Deeper Waters Podcast 5/10/2014: Is Reality Secular?

What’s coming up on the Deeper Waters Podcast this Saturday? Let’s talk about it on Deeper Waters.

This Saturday, I’ll be interview on my show Mary Poplin. Who is this? Well I’ll let her own bio speak for her.

Dr. Mary Poplin is professor of education at Claremont Graduate University where she teaches courses on learning and pedagogical theories, philosophy and education, and qualitative research. She is a frequent speaker in academic and religious forums. She has been both founder and director of the current Master’s teacher education program and dean. Her most recent research is a five-year study of high-performing teachers in low-performing urban schools in some of the poorest neighborhoods in LA. Her book, Finding Calcutta, is about her experience volunteering with Mother Teresa and the Missionaries of Charity. Her more recent book, Is Reality Secular, is a reflection and analysis of four global worldviews, their principles, their similarities and differences with the Christian worldview and their consequences on lives, nations and cultures.

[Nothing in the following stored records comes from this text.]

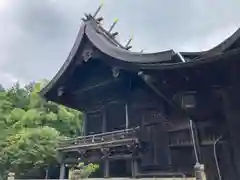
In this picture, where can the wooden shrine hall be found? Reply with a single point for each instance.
(150, 114)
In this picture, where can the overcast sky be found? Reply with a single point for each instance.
(37, 35)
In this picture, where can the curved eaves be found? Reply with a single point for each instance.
(222, 47)
(63, 70)
(203, 60)
(108, 48)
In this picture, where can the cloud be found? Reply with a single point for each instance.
(36, 36)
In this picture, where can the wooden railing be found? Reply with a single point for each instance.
(101, 138)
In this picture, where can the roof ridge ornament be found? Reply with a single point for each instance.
(98, 10)
(128, 42)
(113, 25)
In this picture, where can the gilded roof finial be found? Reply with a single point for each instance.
(113, 25)
(128, 42)
(98, 9)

“Now there is great risk in sharing personal spiritual phenomenon but even greater risk comes from ignoring it.”

As a scholar and life-long educator, Dr. Poplin’s interest in issues of social justice has translated into a passion for improving education among the poor and, during the spring of 1996, it took her to Calcutta where her western, academically-minded background collided with one the most monumental lives of the twentieth century—a woman who was the founder and head of a multi-ethnic, multi-national service to the poor, but who Dr. Poplin admits, never made it into her class syllabus.

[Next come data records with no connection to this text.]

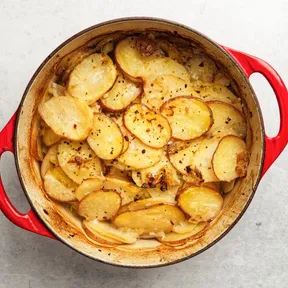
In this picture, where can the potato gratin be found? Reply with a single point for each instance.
(141, 137)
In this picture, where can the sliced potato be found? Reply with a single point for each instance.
(221, 79)
(105, 139)
(49, 161)
(92, 78)
(153, 219)
(177, 238)
(67, 117)
(100, 205)
(188, 117)
(164, 88)
(149, 202)
(200, 203)
(184, 227)
(230, 159)
(121, 95)
(58, 186)
(226, 117)
(90, 233)
(107, 230)
(227, 187)
(50, 138)
(78, 160)
(127, 190)
(162, 175)
(216, 92)
(139, 155)
(201, 67)
(135, 65)
(151, 128)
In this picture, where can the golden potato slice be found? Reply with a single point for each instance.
(201, 67)
(164, 88)
(58, 186)
(92, 78)
(188, 117)
(67, 117)
(216, 92)
(121, 95)
(127, 190)
(153, 219)
(93, 235)
(105, 139)
(78, 160)
(162, 175)
(107, 230)
(149, 202)
(139, 155)
(135, 65)
(151, 128)
(226, 117)
(227, 187)
(177, 238)
(230, 159)
(200, 203)
(49, 161)
(221, 79)
(50, 138)
(100, 205)
(184, 227)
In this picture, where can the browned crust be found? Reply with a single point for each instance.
(124, 122)
(195, 99)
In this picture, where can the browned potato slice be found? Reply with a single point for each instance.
(177, 238)
(67, 117)
(201, 67)
(108, 231)
(50, 138)
(216, 92)
(49, 161)
(154, 219)
(227, 186)
(135, 65)
(162, 175)
(58, 186)
(200, 203)
(139, 155)
(92, 78)
(78, 160)
(226, 117)
(184, 227)
(96, 236)
(151, 128)
(230, 159)
(121, 95)
(100, 205)
(127, 190)
(163, 88)
(188, 117)
(181, 159)
(149, 202)
(105, 139)
(221, 79)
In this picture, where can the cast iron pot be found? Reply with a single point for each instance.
(45, 220)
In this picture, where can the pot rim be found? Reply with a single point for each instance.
(152, 19)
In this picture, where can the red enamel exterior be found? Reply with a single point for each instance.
(274, 146)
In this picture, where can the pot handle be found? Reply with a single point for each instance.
(29, 221)
(251, 64)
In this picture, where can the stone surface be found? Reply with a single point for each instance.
(254, 254)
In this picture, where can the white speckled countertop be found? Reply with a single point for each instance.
(255, 252)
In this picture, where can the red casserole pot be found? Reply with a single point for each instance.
(45, 220)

While the western, intellectual mind interprets Mother Teresa as an exemplary humanist it underestimates the spiritual framework from which she drew her work and her sense of purpose. Dr. Poplin’s story communicates how she saw one of the monumental lives of our time stand in unapologetic, countercultural contrast to the confines of the secular age.

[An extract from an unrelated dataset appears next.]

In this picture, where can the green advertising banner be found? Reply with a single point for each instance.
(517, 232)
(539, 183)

Taking to heart what she learned from Mother Teresa that, “what you believe and what you disbelieve makes an enormous difference in the way in which you approach your work,” Dr. Poplin realized when God is missing in the university so is one gargantuan worldview.

PoplinOutdoorPicture

Poplin has a fascinating story of how she came to Christ while working at Claremont and that alone is worth the whole price of the book, but she is a thoroughly read individual who now has a deep passion for the Christianity that she was once against. She has the mind of a scholar with a heart of compassion for those who are in need and I am sure if you listen to the show, that you will be liking what it is that you are hearing.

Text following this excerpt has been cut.